Quick Start (IDE Integration)
Option A: Self-Hosted (Full Control)
Run ARBuilder locally with your own API keys. No rate limits.
Step 1: Configure your IDE
Add the following to your MCP configuration file:
Cursor (~/.cursor/mcp.json):
{
"mcpServers": {
"arbbuilder": {
"command": "/path/to/miniconda3/envs/arbbuilder/bin/python3",
"args": ["-m", "src.mcp.server"],
"env": {
"OPENROUTER_API_KEY": "your-api-key",
"PYTHONPATH":"/path/to/ArbBuilder"
}
}
}
}
Claude Desktop (~/Library/Application Support/Claude/claude_desktop_config.json on macOS):
{
"mcpServers": {
"arbbuilder": {
"command": "python",
"args": ["-m", "src.mcp.server"],
"cwd": "/path/to/ArbBuilder",
"env": {
"OPENROUTER_API_KEY": "your-api-key"
}
}
}
}
Step 2: Restart your IDE
After saving the configuration, restart Cursor or Claude Desktop. The ARBuilder tools will be available to the AI assistant.
Step 3: Start building!
Ask your AI assistant:
- "Generate an ERC20 token contract in Stylus"

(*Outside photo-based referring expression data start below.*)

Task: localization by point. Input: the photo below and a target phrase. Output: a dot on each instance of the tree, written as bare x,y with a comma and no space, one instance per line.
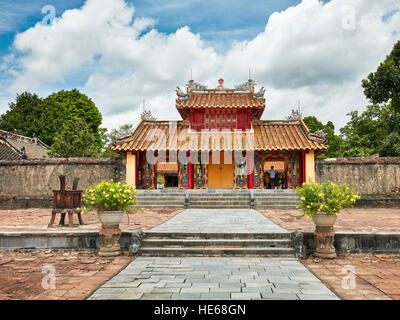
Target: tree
383,86
377,129
75,139
22,114
31,115
109,138
80,106
335,142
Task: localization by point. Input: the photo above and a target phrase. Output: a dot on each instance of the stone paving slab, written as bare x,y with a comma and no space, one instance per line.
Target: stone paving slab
223,221
216,280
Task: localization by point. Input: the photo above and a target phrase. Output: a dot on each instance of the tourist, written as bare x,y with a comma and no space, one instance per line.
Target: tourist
266,181
272,175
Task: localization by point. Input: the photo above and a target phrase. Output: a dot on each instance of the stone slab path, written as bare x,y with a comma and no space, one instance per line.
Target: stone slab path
206,278
219,221
198,278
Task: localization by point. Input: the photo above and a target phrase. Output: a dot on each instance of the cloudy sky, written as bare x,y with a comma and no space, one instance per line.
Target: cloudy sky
123,52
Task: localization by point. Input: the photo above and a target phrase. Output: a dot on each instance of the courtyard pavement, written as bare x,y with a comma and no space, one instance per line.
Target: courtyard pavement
219,221
205,278
198,278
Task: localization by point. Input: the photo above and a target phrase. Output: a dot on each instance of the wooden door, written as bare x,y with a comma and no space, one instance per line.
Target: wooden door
220,176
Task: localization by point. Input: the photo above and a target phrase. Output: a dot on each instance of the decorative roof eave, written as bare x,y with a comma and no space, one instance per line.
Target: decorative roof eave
272,135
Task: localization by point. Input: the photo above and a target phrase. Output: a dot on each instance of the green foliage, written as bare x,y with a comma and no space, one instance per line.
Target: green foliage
74,139
44,118
109,195
23,116
383,86
328,198
80,106
335,142
377,129
160,180
109,137
390,146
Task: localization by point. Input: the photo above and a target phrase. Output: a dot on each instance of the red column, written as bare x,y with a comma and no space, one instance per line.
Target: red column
136,166
304,166
250,176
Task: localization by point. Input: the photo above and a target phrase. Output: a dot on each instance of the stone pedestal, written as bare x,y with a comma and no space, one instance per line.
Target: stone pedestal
325,237
110,233
109,239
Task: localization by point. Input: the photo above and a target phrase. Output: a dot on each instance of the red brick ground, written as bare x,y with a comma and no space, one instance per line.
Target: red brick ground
38,219
377,277
357,220
77,274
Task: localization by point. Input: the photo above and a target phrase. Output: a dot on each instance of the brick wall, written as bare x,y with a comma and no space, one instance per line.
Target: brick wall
367,176
29,183
376,180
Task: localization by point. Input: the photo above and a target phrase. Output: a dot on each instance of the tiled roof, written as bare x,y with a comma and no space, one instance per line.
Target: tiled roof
266,136
33,148
220,100
7,152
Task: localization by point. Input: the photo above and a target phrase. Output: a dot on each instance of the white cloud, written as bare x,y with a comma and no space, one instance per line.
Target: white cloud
305,52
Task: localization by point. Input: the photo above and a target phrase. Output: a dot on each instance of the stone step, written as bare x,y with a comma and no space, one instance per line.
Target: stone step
164,196
276,207
214,235
160,205
141,201
226,243
215,206
267,202
220,201
217,252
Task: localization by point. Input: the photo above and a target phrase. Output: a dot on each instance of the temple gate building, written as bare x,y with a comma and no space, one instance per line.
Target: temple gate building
220,143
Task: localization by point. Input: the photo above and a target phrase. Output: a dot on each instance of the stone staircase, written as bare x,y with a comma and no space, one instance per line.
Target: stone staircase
220,198
165,198
174,244
275,199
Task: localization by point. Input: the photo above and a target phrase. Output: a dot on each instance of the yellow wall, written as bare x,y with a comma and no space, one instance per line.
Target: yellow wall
131,168
310,166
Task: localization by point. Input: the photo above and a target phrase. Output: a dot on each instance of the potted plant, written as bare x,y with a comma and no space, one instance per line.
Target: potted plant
110,199
160,182
323,202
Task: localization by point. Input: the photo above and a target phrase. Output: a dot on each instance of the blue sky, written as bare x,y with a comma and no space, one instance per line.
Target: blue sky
218,21
313,51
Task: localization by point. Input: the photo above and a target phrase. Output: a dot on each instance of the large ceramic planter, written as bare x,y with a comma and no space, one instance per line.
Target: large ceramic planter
110,232
325,235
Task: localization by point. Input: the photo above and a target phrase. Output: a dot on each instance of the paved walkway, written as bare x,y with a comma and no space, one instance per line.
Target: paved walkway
214,278
219,221
207,278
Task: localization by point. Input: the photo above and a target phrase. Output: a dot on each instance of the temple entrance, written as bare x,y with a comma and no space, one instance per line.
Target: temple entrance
171,181
220,176
281,174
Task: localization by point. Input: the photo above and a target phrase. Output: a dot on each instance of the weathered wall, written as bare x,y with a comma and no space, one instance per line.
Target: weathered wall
29,183
376,180
366,176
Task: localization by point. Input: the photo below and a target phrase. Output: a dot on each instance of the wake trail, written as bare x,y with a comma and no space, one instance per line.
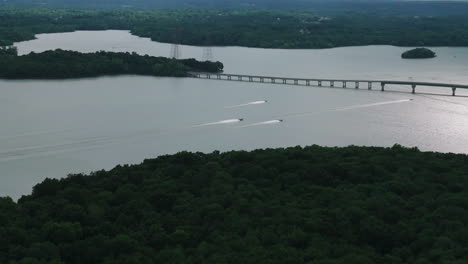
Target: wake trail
270,122
222,122
347,108
247,104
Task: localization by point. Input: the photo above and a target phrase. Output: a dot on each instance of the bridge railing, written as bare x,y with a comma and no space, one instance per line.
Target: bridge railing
321,82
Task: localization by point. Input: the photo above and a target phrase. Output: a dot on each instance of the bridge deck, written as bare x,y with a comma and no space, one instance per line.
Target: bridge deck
320,82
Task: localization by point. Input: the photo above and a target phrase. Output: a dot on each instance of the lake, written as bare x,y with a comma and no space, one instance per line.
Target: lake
53,128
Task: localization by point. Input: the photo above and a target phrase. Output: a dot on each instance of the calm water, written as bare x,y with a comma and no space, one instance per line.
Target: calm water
52,128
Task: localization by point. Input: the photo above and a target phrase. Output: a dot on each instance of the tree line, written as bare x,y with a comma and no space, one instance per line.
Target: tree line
321,205
60,64
256,28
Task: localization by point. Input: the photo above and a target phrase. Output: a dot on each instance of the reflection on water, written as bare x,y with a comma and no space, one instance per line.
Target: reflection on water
52,128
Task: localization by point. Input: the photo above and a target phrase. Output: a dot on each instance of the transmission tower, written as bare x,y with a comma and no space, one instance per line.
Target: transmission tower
207,54
175,51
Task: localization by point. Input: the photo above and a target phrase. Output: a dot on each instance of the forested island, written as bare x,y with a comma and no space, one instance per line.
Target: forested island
61,64
418,53
436,25
351,205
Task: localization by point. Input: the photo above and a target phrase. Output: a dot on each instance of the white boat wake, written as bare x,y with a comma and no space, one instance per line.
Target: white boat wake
270,122
373,104
222,122
247,104
352,107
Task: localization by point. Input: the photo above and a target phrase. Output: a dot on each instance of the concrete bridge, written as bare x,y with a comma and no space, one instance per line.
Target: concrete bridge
321,82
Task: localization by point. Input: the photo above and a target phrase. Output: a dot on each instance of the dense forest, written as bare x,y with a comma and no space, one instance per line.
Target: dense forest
252,27
60,64
352,205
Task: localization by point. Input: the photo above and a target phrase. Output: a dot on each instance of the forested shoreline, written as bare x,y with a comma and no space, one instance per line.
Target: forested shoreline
61,64
291,29
350,205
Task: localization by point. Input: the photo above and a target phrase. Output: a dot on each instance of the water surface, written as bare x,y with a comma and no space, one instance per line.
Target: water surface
52,128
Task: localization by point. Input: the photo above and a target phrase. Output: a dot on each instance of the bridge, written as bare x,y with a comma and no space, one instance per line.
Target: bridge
321,82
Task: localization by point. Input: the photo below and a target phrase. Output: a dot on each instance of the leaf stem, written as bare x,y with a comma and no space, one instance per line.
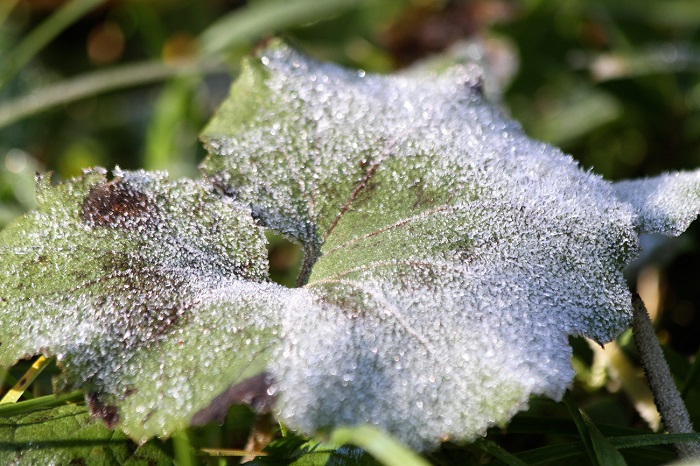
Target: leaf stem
42,402
15,393
668,401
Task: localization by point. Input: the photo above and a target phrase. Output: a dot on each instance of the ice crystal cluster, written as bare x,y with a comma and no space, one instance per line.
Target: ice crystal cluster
448,259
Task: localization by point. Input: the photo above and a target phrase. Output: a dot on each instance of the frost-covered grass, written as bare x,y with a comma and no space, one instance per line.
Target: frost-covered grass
548,432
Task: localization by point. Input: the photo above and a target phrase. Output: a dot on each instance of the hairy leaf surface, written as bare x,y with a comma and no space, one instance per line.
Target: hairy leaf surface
665,204
452,256
144,289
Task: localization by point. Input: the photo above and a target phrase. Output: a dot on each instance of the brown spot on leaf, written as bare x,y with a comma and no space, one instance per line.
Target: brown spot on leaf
108,413
252,392
119,205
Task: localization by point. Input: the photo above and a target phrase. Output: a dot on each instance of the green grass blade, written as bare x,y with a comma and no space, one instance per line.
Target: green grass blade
43,34
164,146
495,450
600,451
5,8
266,17
379,444
98,82
42,402
691,379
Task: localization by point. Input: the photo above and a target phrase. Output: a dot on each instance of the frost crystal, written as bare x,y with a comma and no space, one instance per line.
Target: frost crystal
454,255
665,204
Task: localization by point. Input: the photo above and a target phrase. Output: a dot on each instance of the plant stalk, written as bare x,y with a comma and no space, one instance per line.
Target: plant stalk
668,400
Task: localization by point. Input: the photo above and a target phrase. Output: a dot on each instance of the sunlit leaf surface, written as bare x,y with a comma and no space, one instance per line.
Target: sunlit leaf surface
452,256
665,204
448,260
144,289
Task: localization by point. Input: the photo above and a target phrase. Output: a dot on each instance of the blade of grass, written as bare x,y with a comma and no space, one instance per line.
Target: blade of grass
691,378
41,402
163,151
600,451
377,443
227,452
15,393
43,34
262,18
674,415
5,8
495,450
98,82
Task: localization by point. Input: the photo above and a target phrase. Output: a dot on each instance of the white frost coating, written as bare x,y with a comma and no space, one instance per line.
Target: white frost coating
456,254
665,204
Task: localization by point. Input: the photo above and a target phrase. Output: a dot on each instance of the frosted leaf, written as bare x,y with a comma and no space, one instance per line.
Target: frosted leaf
452,256
142,288
665,204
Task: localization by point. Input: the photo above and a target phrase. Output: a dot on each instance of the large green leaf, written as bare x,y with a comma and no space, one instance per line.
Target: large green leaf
452,256
448,260
144,289
69,435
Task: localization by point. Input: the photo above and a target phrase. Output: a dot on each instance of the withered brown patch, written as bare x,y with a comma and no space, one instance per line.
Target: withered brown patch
108,413
119,205
252,392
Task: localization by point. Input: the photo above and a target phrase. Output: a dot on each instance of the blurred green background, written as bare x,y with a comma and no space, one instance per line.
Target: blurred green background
132,82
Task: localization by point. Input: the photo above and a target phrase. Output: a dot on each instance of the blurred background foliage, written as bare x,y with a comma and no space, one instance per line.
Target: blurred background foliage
612,82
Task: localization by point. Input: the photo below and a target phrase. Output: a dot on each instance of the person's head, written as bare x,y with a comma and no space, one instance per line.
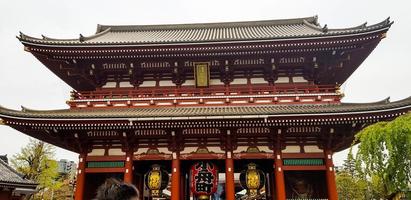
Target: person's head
112,189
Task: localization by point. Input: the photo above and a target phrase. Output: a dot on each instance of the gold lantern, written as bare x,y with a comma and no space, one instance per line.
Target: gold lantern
156,180
252,179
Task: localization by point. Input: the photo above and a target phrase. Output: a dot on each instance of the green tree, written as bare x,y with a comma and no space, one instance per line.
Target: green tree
349,165
36,162
384,155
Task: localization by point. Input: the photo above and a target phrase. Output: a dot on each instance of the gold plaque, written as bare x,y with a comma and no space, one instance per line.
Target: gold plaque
202,74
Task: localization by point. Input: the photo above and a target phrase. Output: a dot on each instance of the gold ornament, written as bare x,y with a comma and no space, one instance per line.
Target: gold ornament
203,197
252,179
154,181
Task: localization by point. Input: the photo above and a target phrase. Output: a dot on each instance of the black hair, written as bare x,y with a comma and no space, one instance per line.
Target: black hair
113,189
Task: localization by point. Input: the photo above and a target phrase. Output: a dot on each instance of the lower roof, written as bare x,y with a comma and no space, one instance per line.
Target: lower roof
11,178
209,112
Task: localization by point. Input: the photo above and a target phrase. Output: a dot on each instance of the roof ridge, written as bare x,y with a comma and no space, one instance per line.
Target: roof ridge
120,28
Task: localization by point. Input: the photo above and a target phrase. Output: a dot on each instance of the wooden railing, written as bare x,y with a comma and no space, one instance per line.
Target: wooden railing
187,91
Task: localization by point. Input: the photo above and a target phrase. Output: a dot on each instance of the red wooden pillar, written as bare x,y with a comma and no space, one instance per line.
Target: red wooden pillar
330,176
175,177
279,176
128,173
81,177
229,177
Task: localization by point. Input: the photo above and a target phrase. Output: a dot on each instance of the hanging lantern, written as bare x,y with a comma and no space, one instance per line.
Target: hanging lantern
156,180
204,179
252,179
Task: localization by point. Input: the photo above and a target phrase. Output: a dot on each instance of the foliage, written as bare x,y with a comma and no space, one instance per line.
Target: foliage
35,162
384,155
349,187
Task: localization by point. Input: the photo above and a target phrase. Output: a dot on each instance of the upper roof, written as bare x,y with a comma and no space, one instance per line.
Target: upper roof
208,32
10,177
210,112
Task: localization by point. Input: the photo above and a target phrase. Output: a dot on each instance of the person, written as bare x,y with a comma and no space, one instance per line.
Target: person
113,189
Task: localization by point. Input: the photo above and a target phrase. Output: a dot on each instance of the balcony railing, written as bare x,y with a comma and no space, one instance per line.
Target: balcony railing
186,91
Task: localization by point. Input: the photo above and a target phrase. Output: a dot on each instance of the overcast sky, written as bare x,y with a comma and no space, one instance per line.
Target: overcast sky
25,81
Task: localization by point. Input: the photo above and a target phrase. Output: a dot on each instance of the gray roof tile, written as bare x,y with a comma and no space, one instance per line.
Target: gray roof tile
10,176
272,110
208,32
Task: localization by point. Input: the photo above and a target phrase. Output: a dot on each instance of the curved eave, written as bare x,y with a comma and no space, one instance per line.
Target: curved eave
260,112
326,34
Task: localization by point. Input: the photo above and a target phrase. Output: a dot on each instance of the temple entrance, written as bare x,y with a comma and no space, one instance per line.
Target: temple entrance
264,176
187,178
94,180
149,174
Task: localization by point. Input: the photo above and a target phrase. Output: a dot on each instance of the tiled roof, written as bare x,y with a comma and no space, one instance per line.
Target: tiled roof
208,32
10,177
212,111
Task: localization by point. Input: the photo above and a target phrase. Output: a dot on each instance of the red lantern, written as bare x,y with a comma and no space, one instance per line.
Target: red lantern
204,179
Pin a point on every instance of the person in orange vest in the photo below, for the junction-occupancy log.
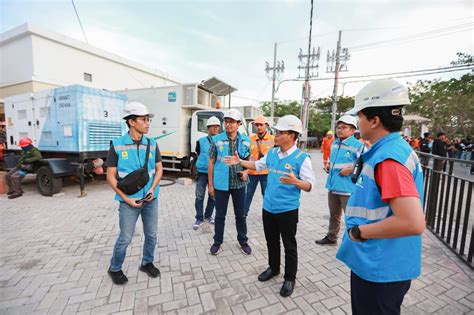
(326, 148)
(260, 144)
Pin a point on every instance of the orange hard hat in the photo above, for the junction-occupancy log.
(261, 120)
(24, 142)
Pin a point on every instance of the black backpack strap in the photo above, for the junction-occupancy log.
(147, 154)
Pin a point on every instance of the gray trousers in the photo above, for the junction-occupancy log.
(337, 204)
(14, 178)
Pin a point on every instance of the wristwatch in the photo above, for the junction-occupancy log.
(356, 233)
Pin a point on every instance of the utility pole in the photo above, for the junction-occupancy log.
(275, 72)
(340, 60)
(307, 62)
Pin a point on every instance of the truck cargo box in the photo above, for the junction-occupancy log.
(72, 119)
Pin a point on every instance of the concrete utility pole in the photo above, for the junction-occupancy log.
(311, 62)
(340, 61)
(275, 72)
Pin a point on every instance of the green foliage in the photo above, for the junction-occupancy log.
(449, 104)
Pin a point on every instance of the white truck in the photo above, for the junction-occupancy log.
(181, 113)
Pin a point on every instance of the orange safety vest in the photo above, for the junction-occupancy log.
(264, 145)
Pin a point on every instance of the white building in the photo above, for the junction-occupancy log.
(34, 59)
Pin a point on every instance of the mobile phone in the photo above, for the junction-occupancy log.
(143, 199)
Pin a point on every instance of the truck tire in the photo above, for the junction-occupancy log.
(47, 184)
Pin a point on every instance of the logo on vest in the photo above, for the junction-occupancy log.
(360, 182)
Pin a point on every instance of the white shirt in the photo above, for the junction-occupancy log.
(306, 171)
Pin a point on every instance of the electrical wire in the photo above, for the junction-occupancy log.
(420, 36)
(80, 23)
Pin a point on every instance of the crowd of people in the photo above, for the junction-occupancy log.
(379, 190)
(443, 146)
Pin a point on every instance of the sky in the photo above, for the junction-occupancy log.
(194, 40)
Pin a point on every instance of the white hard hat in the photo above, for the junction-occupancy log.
(289, 122)
(348, 119)
(137, 109)
(212, 121)
(380, 93)
(233, 113)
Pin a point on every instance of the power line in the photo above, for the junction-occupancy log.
(80, 24)
(419, 36)
(394, 74)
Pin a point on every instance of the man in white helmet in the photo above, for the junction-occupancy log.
(202, 149)
(289, 172)
(384, 215)
(134, 170)
(344, 152)
(225, 181)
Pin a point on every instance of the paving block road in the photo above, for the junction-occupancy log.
(54, 255)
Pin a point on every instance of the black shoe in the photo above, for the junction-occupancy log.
(326, 241)
(267, 275)
(14, 195)
(150, 269)
(117, 277)
(287, 288)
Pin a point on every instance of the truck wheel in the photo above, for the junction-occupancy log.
(47, 184)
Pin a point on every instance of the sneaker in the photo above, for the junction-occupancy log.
(215, 249)
(197, 224)
(209, 220)
(117, 277)
(326, 241)
(245, 248)
(150, 269)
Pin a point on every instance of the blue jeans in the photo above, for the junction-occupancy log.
(252, 186)
(238, 200)
(201, 185)
(128, 217)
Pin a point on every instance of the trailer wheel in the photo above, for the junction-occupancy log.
(47, 184)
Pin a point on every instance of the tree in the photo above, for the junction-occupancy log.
(449, 104)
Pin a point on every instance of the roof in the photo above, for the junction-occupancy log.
(416, 118)
(29, 29)
(218, 87)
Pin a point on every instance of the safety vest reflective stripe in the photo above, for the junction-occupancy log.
(369, 214)
(343, 165)
(125, 147)
(368, 171)
(150, 173)
(412, 161)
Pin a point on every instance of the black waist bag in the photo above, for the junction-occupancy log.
(136, 180)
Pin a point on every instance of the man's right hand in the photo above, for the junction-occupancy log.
(212, 193)
(132, 202)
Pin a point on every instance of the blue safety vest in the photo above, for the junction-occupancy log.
(131, 159)
(221, 170)
(389, 259)
(203, 158)
(343, 154)
(282, 197)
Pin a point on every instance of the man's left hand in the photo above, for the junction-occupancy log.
(346, 171)
(150, 195)
(289, 178)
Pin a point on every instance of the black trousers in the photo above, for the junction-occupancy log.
(377, 298)
(284, 225)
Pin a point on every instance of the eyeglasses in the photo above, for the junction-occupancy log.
(342, 127)
(144, 119)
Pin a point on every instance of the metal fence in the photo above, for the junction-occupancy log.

- "How do I deploy a contract to Arbitrum Sepolia?"
- "Write tests for my counter contract"
Option B: Hosted Service (Zero Setup)
Use our hosted API - no local setup required. Available at arbuilder.app.
- Sign up at https://arbuilder.app and get your API key
- Add to your MCP configuration:
{
"mcpServers": {
"arbbuilder": {
"command": "npx",
"args": ["-y", "mcp-remote", "https://arbuilder.app/mcp",
"--header", "Authorization: Bearer YOUR_API_KEY"]
}
}
}
The hosted service includes:
- 100 API calls/day (free tier)
- No local setup or Python environment required
- Always up-to-date with latest Stylus SDK patterns
Usage
Data Ingestion
Hosted (Worker-native): The hosted service at arbuilder.app has a built-in ingestion pipeline that runs automatically via cron (every 6 hours). Sources can also be manually ingested via the admin UI at /admin.
The pipeline uses two paths based on source size:
- Sync path (docs and repos ≤30 files): scrape → chunk → embed → upsert in a single Worker invocation (~40 subrequests)
- Async path (repos >30 files): scrape → chunk → save to KV → enqueue to CF Queue. The queue consumer processes embed/upsert in batches of 10 chunks (~4 subrequests each), with
continuemessages for additional file batches and afinalizemessage to update source status. This stays within the 50 subrequest/invocation limit on the Free plan.
Local (Python pipeline): For self-hosted setups, run the full data collection pipeline:
conda activate arbbuilder
# Run full pipeline (web scraping + GitHub cloning)
python -m scraper.run
# Preprocess and push to CF Vectorize
python -m src.preprocessing.processor
AUTH_SECRET=xxx npx tsx scripts/diff-migrate.ts --full
Data Sources
All data sources are defined in sources.json — the single source of truth for both the local Python pipeline and the hosted CF Worker ingestion. The file contains 84 curated sources (53 documentation pages + 31 GitHub repos) across 4 milestones.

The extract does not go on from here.